Nidec Group companies act based on the Nidec Corporation’s business philosophies and policies, and are part of the Nidec Corporation’s internal control system. Nidec Corporation dispatches and seconds its executives and employees to its consolidated subsidiaries. The companies respectively consider the opinions of experts and others, and discuss sufficiently before making executive decisions based on each company’s situation, to secure its independency.

Cross-shareholding

Policy for cross-shareholding

Nidec holds shares in the companies that Nidec has relationships with in terms of trading and cooperation in its business and other areas, when it judges that such shareholding contributes to the company’s corporate value expansion through stabilization of its business from a medium-to-long-term perspective by maintaining and strengthening its relationship with those companies. Nidec assesses its cross-held shares individually at the Board of Directors meeting every year, on not only qualitative aspects such as the purpose of the shareholding, but also on quantitative aspects such as the benefits that can accrue through the shareholding from the perspective of economic rationality.

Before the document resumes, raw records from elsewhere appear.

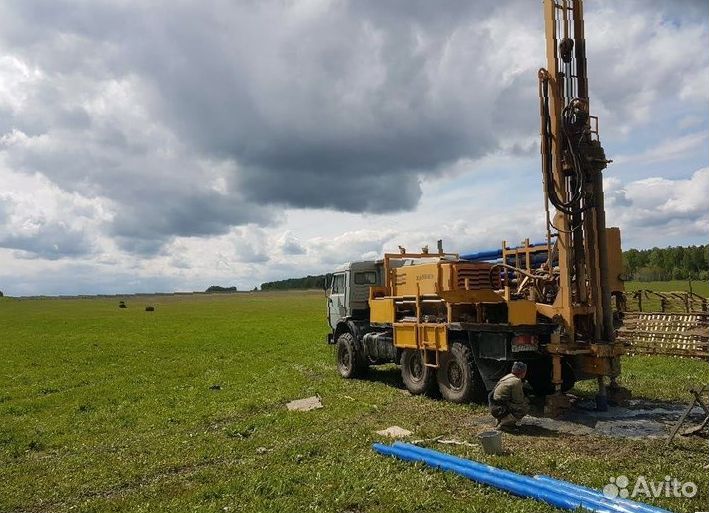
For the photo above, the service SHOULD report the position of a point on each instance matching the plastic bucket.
(491, 442)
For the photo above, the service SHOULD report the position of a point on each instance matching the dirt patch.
(641, 419)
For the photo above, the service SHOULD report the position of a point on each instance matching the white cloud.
(238, 143)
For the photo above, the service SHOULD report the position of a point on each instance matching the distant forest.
(309, 282)
(656, 264)
(673, 263)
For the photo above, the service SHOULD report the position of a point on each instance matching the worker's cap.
(519, 367)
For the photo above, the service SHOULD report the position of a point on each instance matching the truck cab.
(348, 293)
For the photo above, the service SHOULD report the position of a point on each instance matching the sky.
(170, 145)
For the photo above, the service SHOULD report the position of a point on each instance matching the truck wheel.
(418, 378)
(350, 363)
(457, 376)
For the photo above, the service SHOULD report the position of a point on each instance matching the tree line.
(308, 282)
(672, 263)
(656, 264)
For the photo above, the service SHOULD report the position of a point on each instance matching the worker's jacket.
(508, 397)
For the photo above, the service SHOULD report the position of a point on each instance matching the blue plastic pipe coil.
(595, 497)
(541, 488)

According to the results of the assessment, Nidec intends to reduce the number of shares it holds if the cross-held shares are not expected to bring significant benefits.

Criteria for exercising voting rights for cross-shareholding

With regard to the exercise of voting rights in relation to cross-shareholdings, Nidec makes comprehensive decisions to vote for or against individual proposals to serve the investees’ sustainable growth from the perspective of whether appropriate governance and compliance structures are in place at investee companies.

(Basic views on exercising voting rights)
With regard to the individual proposals submitted to the shareholders’ meetings of the companies Nidec invests in, Nidec decides to vote for or against after confirming the following points: whether the proposals suit the purposes of the shareholding which are to maintain and strengthen the trade and cooperation relationships through medium-to-long- term investment; and particularly, whether there are any circumstances that might lead to undermining of the shareholders’ value due to the restructuring of organizations, including asset transfer and mergers. Nidec opposes all proposals that are considered to violate the law or constitute antisocial behavior, in all circumstances.